Prison sentences for street-level trafficking of the dangerous opioid fentanyl by first-time offenders should be increased to 18 months from six, the B.C. Court of Appeal has concluded.

In the ruling, Justice Mary Newbury said it’s concerning that B.C. courts are handing out sentences that are “markedly out of step” with those imposed in other jurisdictions facing the problem of fentanyl abuse.

“This is particularly troubling, given that according to the statistics prepared by the Canadian Centre on Substance Abuse, B.C. has one of the worst, if not the worst, problems of fentanyl abuse in Canada,” wrote Newbury.

Despite media campaigns, public alerts and outreach efforts by police and social workers, fentanyl continues to claim lives, she said.

“The danger posed by such a drug must surely inform the moral culpability of offenders who sell it on the street and obviously increases the gravity of the offence beyond even the gravity of trafficking in drugs such as heroin and cocaine.”

Newbury suggested a range of 18 months in jail to more than 36 months if an offender has a substantial record of fentanyl trafficking or demonstrates an indifference to the lives he is putting at risk.

Her comments arise out of the case of R. versus Frank Stanley Smith, a 59-year-old first offender.

On Jan. 20, 2015, Smith tried to sell drugs to an undercover police officer in Vancouver’s Downtown Eastside. He was arrested with 13 flaps of fentanyl, 18 flaps of cocaine and several rocks of crack cocaine on his person. Smith told investigators he thought the fentanyl flaps contained heroin.

Smith pleaded guilty to possession of cocaine and possession of fentanyl for the purpose of trafficking. In 2016, he was sentenced to six months in jail.

The Crown appealed the sentence, saying it was unfit given the danger of illicit drug overdose deaths from fentanyl.

The appeal was dismissed by Justice David Harris and Justice Peter Willcock, who upheld the six-month sentence.

But Newbury dissented, saying a sentence of 18 months was more appropriate. Fentanyl had emerged as a public health emergency prior to January 2015, she said. Smith did not take any steps to ensure he was only selling heroin. And two days after his arrest, he breached a bail order by returning to the Downtown Eastside with 15 packages of fentanyl and 45 balls of cocaine, she said.

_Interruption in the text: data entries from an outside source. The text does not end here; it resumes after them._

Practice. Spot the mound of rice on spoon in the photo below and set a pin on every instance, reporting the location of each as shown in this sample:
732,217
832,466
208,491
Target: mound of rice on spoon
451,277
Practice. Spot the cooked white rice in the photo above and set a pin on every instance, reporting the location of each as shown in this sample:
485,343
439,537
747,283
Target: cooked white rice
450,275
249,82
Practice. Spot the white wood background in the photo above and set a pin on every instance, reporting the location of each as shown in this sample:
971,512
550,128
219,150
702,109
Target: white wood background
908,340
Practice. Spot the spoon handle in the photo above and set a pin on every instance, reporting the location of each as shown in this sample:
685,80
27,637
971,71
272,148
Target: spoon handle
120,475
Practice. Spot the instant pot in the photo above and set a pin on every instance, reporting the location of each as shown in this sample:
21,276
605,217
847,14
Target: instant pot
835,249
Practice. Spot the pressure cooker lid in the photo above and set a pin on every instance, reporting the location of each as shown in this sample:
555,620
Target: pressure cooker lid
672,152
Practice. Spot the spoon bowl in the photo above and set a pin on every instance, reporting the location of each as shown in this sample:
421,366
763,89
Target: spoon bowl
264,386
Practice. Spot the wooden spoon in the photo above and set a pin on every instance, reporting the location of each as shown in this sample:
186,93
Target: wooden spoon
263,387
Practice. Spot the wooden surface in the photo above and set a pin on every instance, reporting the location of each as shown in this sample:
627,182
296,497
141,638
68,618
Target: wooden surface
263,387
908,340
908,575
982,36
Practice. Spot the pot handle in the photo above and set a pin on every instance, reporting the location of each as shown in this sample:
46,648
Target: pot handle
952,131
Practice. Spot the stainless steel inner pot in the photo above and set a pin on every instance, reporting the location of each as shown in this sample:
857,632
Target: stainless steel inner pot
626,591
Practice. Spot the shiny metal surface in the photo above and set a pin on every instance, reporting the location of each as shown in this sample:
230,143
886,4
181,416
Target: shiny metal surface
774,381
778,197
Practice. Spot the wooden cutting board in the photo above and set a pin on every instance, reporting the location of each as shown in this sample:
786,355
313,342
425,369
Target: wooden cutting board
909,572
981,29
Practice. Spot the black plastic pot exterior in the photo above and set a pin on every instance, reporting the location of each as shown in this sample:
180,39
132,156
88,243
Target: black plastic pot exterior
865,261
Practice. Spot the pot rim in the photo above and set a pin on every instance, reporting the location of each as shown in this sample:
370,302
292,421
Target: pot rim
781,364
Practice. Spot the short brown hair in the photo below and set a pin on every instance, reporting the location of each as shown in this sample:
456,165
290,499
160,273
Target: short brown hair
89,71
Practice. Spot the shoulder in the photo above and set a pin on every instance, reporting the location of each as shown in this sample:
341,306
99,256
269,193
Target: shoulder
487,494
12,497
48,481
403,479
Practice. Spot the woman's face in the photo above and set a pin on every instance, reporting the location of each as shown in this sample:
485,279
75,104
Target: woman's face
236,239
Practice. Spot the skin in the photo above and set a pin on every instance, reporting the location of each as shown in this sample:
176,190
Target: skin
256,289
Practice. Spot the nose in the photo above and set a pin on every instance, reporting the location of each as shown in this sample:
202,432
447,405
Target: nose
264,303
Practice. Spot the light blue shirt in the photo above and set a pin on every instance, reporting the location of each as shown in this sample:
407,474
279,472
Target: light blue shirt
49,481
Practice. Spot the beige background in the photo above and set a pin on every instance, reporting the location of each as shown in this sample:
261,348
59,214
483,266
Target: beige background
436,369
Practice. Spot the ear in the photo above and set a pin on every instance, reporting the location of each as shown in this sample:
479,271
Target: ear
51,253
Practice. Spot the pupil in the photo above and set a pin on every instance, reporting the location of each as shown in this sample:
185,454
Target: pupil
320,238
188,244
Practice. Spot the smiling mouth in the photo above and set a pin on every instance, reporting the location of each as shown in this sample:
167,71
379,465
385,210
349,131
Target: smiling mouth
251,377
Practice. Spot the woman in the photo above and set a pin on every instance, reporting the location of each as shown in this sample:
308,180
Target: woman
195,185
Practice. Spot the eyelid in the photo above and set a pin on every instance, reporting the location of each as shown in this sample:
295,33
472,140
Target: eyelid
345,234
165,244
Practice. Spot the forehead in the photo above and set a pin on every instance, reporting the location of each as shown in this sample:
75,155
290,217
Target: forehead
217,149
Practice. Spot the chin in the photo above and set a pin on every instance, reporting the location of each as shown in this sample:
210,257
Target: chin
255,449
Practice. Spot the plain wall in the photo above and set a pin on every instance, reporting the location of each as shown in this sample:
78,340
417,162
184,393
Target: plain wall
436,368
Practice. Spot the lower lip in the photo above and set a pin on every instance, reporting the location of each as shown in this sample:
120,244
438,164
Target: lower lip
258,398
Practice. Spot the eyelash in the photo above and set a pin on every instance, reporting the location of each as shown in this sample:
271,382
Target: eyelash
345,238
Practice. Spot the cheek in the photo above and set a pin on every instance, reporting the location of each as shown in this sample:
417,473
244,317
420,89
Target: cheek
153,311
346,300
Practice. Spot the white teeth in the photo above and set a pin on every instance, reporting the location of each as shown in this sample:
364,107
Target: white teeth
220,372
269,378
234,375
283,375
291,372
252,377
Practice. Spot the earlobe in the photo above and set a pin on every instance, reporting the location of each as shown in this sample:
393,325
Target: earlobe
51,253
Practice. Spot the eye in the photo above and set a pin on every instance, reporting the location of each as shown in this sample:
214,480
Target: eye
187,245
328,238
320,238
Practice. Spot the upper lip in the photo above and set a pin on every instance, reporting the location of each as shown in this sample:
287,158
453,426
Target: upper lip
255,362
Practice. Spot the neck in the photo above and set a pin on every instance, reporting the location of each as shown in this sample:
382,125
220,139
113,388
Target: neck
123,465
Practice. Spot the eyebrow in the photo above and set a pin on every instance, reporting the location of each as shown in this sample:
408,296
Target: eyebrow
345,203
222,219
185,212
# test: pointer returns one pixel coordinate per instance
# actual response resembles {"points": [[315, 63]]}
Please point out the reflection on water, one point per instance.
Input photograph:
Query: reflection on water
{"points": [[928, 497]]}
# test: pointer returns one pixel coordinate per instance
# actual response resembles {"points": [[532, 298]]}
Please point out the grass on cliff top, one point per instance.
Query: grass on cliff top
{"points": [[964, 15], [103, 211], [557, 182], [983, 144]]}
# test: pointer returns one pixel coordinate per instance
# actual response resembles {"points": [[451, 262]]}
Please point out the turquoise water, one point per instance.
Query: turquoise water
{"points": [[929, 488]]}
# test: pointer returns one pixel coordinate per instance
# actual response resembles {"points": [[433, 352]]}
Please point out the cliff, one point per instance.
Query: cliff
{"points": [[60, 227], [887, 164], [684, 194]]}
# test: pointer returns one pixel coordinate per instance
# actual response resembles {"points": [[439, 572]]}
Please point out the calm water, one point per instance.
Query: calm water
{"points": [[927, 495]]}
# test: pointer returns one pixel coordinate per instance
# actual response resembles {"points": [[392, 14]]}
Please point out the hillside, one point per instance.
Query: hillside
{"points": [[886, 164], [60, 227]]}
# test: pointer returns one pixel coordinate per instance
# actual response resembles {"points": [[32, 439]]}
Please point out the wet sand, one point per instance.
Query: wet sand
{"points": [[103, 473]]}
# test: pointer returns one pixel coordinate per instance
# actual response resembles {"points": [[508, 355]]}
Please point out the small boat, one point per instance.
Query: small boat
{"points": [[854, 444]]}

Harris said from January 2015 to November 2016, there was a profound and enormous escalation of the fentanyl crisis and the public awareness of it.

He acknowledged that as early as May 30, 2013, public health authorities were warning the public of the increase in deaths and the availability of fentanyl in the street drug market. In June 2014, the B.C. Coroners Service issued a public warning to drug users to use extreme caution when consuming substances that contain fentanyl.

But even in August 2015, there was some uncertainty about the role of fentanyl in causing or contributing to accidental drug overdose deaths, said Harris. The majority of deaths involved mixed illicit drug overdoses.

By February 2016, a public health campaign was underway. The number of deaths involving fentanyl grew at a frightening rate.

Harris agreed with Newbury that the appeal court should endorse a sentencing range for street-level trafficking in fentanyl beginning at 18 months and increasing to more than 36 months. The range should be higher than the sentencing range for trafficking heroin, which seems to start at six months in jail, he said.

Typically, people do not know the drugs they are using contain fentanyl, said Harris.

“As my colleague has clearly explained, fentanyl is a scourge. It poses intolerable risks of accidental overdosing because it is so much more powerful than morphine … even tiny amounts of fentanyl mixed into other drugs such as cocaine and heroin may be fatal.”